Indeed, the article at the top highlights that a "hm, that's odd, I can't explain it if the observations hold up" will disfavour a family of serious alternatives to \Lambda-CDM. \Lambda-CDM is just fine with galaxies having substantial underdensities and overdensities of dark matter, since the coupling between CDM and luminous matter is very weak. More galaxies like the one in the article, and indeed their opposites where there is a lensing event with surprisingly little luminous matter, would be more evidence supporting CDM.

On the other hand, a cosmology which does not postulate General Relativity and instead proposes a modified theory of gravitation wherein gravitational interactions are sourced exclusively by luminous matter (and the six non-luminous matter particles already in the Standard Model) cannot be a concordance cosmology in the face of a zoo of galaxies like the one in the article.

> a theory that predicts dark matter from some other set of assumptions

Cold Dark Matter was driven by a set of large scale observations starting in the 1960s. Other lines of evidence, starting in the 1990s (BOOMERaNG experiment) also began to demand it at wholly different scales. What was not demanded was any particular microscropic description -- CDM was an "in the large" matter field with some particular characteristics in the Friedmann-LemaƮtre-Robertson-Walker model, and could in principle be a large mix of types of non-luminous matter including a large fraction of merely hard-to-see isolated Jupiter-esque objects made of ordinary Standard Model particles.

Entirely separately, the application of gauge theory to solve problems in the Standard Model -- wholly unconnected to the gravitational sector -- suggested the addition of extra particles, several of which could in large number fulfil the large-scale requirements of Cold Dark Matter. "Oh, neat, our proposal for a sterile neutrino or a lowest-mass superpartner, or an axion can behave like Cold Dark Matter, let's look for astrophysical evidence of our proposed particle, as well as evidence from laboratory experiments".
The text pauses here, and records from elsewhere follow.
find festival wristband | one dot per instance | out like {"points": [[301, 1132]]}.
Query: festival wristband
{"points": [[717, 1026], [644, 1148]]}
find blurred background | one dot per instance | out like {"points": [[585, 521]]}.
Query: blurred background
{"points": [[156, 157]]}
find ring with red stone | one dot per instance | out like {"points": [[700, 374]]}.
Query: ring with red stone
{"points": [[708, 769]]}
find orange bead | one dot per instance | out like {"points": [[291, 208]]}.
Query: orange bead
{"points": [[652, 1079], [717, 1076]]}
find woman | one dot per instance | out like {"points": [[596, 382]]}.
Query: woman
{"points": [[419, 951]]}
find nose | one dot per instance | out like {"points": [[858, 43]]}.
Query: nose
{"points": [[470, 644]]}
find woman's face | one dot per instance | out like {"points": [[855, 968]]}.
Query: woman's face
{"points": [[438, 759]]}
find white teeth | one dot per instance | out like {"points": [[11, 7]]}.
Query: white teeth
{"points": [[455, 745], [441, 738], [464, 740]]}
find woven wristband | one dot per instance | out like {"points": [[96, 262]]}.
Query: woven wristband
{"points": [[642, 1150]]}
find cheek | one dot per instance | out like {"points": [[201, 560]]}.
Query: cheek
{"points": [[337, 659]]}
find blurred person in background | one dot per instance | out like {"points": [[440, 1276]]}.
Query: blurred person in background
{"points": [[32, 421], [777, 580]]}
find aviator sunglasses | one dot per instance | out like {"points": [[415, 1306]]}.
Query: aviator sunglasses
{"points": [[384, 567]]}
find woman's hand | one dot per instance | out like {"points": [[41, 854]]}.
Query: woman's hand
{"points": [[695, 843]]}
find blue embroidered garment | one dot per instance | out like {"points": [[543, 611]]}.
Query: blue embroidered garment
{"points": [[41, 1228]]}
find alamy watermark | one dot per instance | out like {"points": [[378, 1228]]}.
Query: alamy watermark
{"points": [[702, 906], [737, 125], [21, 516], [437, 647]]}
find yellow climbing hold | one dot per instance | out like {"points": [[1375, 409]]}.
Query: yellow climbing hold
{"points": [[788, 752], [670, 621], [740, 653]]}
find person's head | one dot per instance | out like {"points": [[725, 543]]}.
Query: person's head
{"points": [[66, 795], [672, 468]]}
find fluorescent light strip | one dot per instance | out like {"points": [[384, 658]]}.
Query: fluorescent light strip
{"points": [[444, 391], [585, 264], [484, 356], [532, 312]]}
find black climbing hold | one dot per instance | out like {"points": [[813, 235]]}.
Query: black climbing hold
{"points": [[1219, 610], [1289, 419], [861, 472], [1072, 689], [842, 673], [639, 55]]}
One can consider the reverse: neutrinos were proposed before much was known about galaxies (and even directly detected years before galaxy rotation curves were studied by Rubin et al.). Lots and lots and lots of them are produced in common astrophysical processes like stellar nucleosynthesis, and thus would have to enter into the total energy density of a cosmological model (and they do, as Hot Dark Matter, as a component of the \Lambda-CDM parameter \Omega_rad). Lots and lots and lots of them are also expected in cosmological nucleosynthesis (baryogenesis), and so also have to enter into the total energy density (and they do, as relic neutrinos of the Cosmic Neutrino Background, parameterized as \Omega_\nu). As we discover more about the microscopic details of the total energy-density, more components of the total \Omega are likely to be added. We are in serious trouble if we have to remove an existing component, however, or if we cannot resolve conflicting evidence for the total energy density \Omega_tot.

A modified gravity theory that produces a cosmology without \Omega_c h^2 ~ 0.12 (the parameter and value representing dark matter density) will tend to struggle with the lines of evidence other than galaxy rotation curves that support the current value.